During its third-quarter earnings call late Thursday, PayPal Holdings Inc. announced a multi-pronged omnichannel strategy with Apple Inc. to enhance the company’s offerings for PayPal and Venmo merchants, as well as consumers.
Topping the list was PayPal’s announcement that it plans to support Apple Tap to Pay on iPhones. The initiative will enable PayPal merchants in the United States to accept contactless debit or credit cards and mobile wallets, including Apple Pay, using an iPhone and the PayPal or Venmo iOS app. As a result, PayPal merchants can use their iPhone as a mobile point of sale terminal without the need for a dongle or other accessory device. Apple launched the technology in February.
“We believe that this along with our other in-store initiatives will continue to accelerate our opportunity to seamlessly process payments in the physical world for our merchants,” PayPal chief executive and president Dan Schulman told analysts, according to a Seeking Alpha transcript of the earnings call.
Schulman said that PayPal is also adding Apple Pay as a payment option to its unbranded checkout flows on its merchant platforms, including its PayPal Commerce Platform. PayPal is testing this initiative with several e-commerce platforms and merchants and anticipates a broader rollout in the coming months, Schulman added. Unbranded checkouts refer to online sites where PayPal is accepted without the inclusion of a PayPal checkout button.
Finally, the agreement will allow consumers in the U.S. to add their PayPal and Venmo network-branded credit and debit cards to their Apple wallet, starting in 2023. Consumers will be able to use those cards online and in-store wherever Apple Pay is accepted.
“We anticipate this to be available in the first half of 2023, expanding the opportunity for our consumers to transact in-store,” Schulman said, according to the transcript. “This is a significant step forward in our relationship with Apple and we are excited to work closely with them to bring these new capabilities to our mutual customers.”

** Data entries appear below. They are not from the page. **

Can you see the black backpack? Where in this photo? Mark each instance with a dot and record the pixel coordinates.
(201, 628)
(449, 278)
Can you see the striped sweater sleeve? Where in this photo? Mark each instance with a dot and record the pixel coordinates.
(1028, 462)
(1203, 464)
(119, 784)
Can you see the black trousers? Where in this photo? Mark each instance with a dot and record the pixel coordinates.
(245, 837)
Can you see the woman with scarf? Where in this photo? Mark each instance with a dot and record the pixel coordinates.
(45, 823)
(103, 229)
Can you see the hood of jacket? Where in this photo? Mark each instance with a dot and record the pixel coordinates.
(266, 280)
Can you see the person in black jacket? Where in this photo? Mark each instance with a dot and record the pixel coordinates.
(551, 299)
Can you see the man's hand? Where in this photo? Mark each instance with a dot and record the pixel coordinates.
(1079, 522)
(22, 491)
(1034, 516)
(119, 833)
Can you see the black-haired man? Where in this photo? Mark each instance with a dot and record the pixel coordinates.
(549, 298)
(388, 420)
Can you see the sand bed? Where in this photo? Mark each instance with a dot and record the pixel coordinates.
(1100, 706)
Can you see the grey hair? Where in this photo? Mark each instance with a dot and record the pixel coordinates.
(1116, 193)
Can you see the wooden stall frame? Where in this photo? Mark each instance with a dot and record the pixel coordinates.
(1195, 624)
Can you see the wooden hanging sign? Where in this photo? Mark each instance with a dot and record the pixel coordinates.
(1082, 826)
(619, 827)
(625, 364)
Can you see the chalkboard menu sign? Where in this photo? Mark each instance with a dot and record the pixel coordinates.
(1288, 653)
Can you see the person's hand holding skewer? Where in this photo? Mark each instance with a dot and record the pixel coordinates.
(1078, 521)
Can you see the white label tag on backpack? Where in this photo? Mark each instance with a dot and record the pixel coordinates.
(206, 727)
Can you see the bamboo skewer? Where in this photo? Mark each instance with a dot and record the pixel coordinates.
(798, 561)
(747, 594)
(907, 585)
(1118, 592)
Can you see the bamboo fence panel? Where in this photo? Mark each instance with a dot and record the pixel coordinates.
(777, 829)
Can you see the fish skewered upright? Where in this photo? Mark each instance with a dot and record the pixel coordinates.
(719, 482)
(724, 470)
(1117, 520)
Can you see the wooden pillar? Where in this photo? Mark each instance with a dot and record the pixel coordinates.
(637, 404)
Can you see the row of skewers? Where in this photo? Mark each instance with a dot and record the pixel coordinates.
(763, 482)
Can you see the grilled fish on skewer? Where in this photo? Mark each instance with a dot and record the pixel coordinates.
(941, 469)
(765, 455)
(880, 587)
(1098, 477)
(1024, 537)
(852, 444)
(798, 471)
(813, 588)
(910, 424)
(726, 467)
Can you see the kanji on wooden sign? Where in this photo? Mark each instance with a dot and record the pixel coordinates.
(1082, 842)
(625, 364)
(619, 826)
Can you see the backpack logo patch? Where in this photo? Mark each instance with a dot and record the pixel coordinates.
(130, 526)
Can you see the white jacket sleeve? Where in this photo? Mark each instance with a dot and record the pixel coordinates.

While taking questions from equity analysts during the call, Schulman said PayPal’s initiatives with Apple will unlock several opportunities to better serve merchants and consumers. He cited PayPal’s merchant fee of 2.29% plus $0.09 as a competitive advantage and said adding Apple to PayPal’s unbranded flows will make the company more competitive, since PayPal can position its platform as a complete payment solution for small and mid-sized merchants. “It enables us to offer more choice to our merchants, which is something we’ve been focused on for years and years now,” Schulman said, according to the transcript.
Enabling PayPal customers to add their PayPal and Venmo credit and debit cards to their Apple Pay wallets will increase PayPal’s branded transactions at checkout, Schulman added. To illustrate his point, he said PayPal has a similar arrangement with Google Pay. In Germany, for example, when Google Pay users add their PayPal credentials, there is a 20% increase in their branded checkout transactions.
“They also have the ability to create temporary digital cards that can even allow us to bring our buy now, pay later from branded checkout online, to everywhere a consumer shops,” Schulman said, according to the transcript. “I think there’s a lot of really nice unlocks.”
In addition to announcing the initiatives with Apple, PayPal said it plans to have acceptance for its Venmo peer-to-peer payment service on Amazon.com fully ramped up for the peak holiday shopping season starting later this month.
Schulman also said buy now, pay later has become an integral part of PayPal’s checkout strategy. PayPal’s Pay in 4 product has made 150 million different loans since its launch about two years ago. The payment option is accepted by 2.2 million unique merchants, according to Schulman.
“So not only do we have a great value proposition, but we have a real competitive advantage in knowing our customers, 90% of the people that use Buy Now, Pay Later, we have history on,” Schulman said, according to the transcript. “We’re really trying to imagine Buy Now, Pay Later as being fully omni as a capability. And we think that will unlock quite a bit for us as we look forward.”
For the third quarter, PayPal posted net revenue of $6.8 billion, up from $6.1 billion in 2021’s third quarter. Total payment volume for the quarter totaled $337 billion versus $309 billion a year earlier.